Communities across regional NSW will learn today (Thursday 26 August) if their time in lockdown is to continue past Saturday.
NSW Deputy Premier John Barilaro has been championing a local government by local government area approach to any further lockdown extension, allowing greater freedom to council areas without active COVID-19 cases, not bounded by areas with active cases and without any positive sewage fragments.
However, faced with increasing case numbers across NSW, he said those hopes were fading.
“I’m not as confident as I was that we will be able to lift restrictions,” he told regional journalists yesterday.
“The Government and the crisis committee will be considering what happens beyond Saturday.
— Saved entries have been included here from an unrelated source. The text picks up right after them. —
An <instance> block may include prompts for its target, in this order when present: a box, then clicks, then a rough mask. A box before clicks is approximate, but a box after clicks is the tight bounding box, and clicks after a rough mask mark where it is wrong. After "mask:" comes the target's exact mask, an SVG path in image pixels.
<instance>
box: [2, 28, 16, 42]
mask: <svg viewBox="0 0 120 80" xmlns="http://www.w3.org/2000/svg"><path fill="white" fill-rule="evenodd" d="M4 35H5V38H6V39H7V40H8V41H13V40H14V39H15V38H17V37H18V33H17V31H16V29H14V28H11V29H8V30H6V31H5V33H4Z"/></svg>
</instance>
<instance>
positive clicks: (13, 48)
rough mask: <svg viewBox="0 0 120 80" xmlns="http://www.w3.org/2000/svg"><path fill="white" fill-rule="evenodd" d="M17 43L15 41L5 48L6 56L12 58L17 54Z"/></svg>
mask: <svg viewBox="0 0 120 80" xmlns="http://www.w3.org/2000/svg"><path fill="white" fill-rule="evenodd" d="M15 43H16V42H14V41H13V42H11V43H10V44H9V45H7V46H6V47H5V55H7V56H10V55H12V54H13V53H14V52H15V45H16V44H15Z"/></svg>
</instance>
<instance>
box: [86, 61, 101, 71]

We haven’t made a decision about what happens in regional or rural areas.
“Like last week, we’ll make that decision sooner rather than later and give people plenty of notice.”
He flatly denied speculation that a six-week extension was on the cards.
“I can assure you, that will not be the case,” he said.
Mr Barilaro’s comments followed the discovery of high level COVID-19 fragments in the sewage at Merimbula on the NSW Far South Coast.
He said the Merimbula sample was at a high level that “clearly shows that someone is in the community with the virus”, and described the South Coast as an area that worried him.
“My concern is there is still a level of movement out of Canberra and maybe even Sydney,” he said. “I can’t quantify that, but it’s a concern.
“We still have authorised workers (moving between regions) – truck drivers, construction workers, health workers and people in disability can do that.
“We also had the mass exodus out of Canberra when their lockdown approached.
“Anything could’ve triggered this (sewage fragments in Merimbula).
To stop further cases, Mr Barilaro said he was willing to “go harder” on workers travelling into the regions if they weren’t, “by a very narrow definition”, essential.
He said vaccinations would be ramped up across southern NSW as a result of increasing concerns.
“We will be ramping up vaccinations in Bega, Queanbeyan and Goulburn – up to three or four times the number they are doing in a day,” he said.
Mr Barilaro said he was awaiting advice from the Southern NSW Local Health District on the capacity of the three southern hospitals to increase their vaccination rates, with updates expected by Friday.
“I’ll be coming back with a schedule, including walk-in hubs,” he said.
In his daily briefing, the Deputy Premier singled out the Eurobodalla Shire for having achieved 39 per cent of the eligible population double-vaccinated and almost 74 per cent having received a single dose.
In the Wingecarribee, those figures are 37 per cent fully vaccinated and 64.5 per cent having received the first does of vaccination.